# **Introduction**

This notebook is for implementing a vanilla Actor-Critic method based on the advantage function (A2C), for learning an optimal policy for the `Cartpole` environment. The Actor-Critic method utilizes two networks, one of which is responsible for mapping states to a probability distribution over the actions (actor), and another which estimates the value of a state to guide the actor (critic). The general idea is that the actor updates its policy in the direction suggested by the critic.

# **Import Packages**

This section imports the necessary packages.

In [409]:
# import these packages:
import gymnasium as gym
import numpy as np
import random
import os
from tqdm import tqdm
import matplotlib.pyplot as plt

import tensorflow as tf
tf.get_logger().setLevel('INFO')
from tensorflow import keras
from tensorflow.keras.layers import Input, Dense, BatchNormalization, Dropout
from tensorflow.keras.optimizers import Adam

from collections import deque

# **Environment Setup**

This section sets up the environment and defines the relevant functions needed for this implementation.

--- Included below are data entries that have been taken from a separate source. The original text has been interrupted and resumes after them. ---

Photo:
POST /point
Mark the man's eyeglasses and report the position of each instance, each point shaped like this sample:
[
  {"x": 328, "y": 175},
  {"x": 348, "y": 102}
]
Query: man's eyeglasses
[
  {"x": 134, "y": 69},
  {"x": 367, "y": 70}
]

##### Function for making Keras models:

In [410]:
# function for making a keras model:
def make_model(layers, neurons, rate, norm, drop, input_shape, output_shape, loss_function, output_activation):
    # instantiate model:
    model = keras.Sequential()

    # add hidden layers:
    for i in range(layers):
        if i == 0:
            model.add(Input(shape = (input_shape, )))
            model.add(Dense(neurons, activation = 'relu', name = f'hidden_layer_{i+1}'))
        else:
            model.add(Dense(neurons, activation = 'relu', name = f'hidden_layer_{i+1}'))

        if norm == True:
            model.add(BatchNormalization(name = f'batch_norm_layer_{i+1}'))

        if drop == True:
            model.add(Dropout(0.2, name = f'dropout_layer_{i+1}'))
    
    # add output layer:
    model.add(Dense(output_shape, activation = output_activation, name = 'output_layer'))

    # compile the model:
    model.compile(optimizer = Adam(learning_rate = rate),
                  loss = loss_function)
    
    return model 

##### A2C class:

In [None]:
# A2C class:
class A2C_Agent:
    ####################### INITIALIZATION #######################
    # constructor:
    def __init__(self,
                env: gym.Env,
                gamma: float, 
                lr_a: float, 
                lr_c: float,
                layers = int,
                neurons = int,
                seed = int):
        """ 
        this is the constructor for the agent. this agent uses the advantage actor-critic (A2C) algorithm to learn an optimal policy,
        through the use of two approximator networks. the first network, called the actor, is responsible for providing the probabilty 
        distribution over all actions given a state. the second network, called the critic, is responsible for utilizing the advantage function
        to guide the learning of the actor.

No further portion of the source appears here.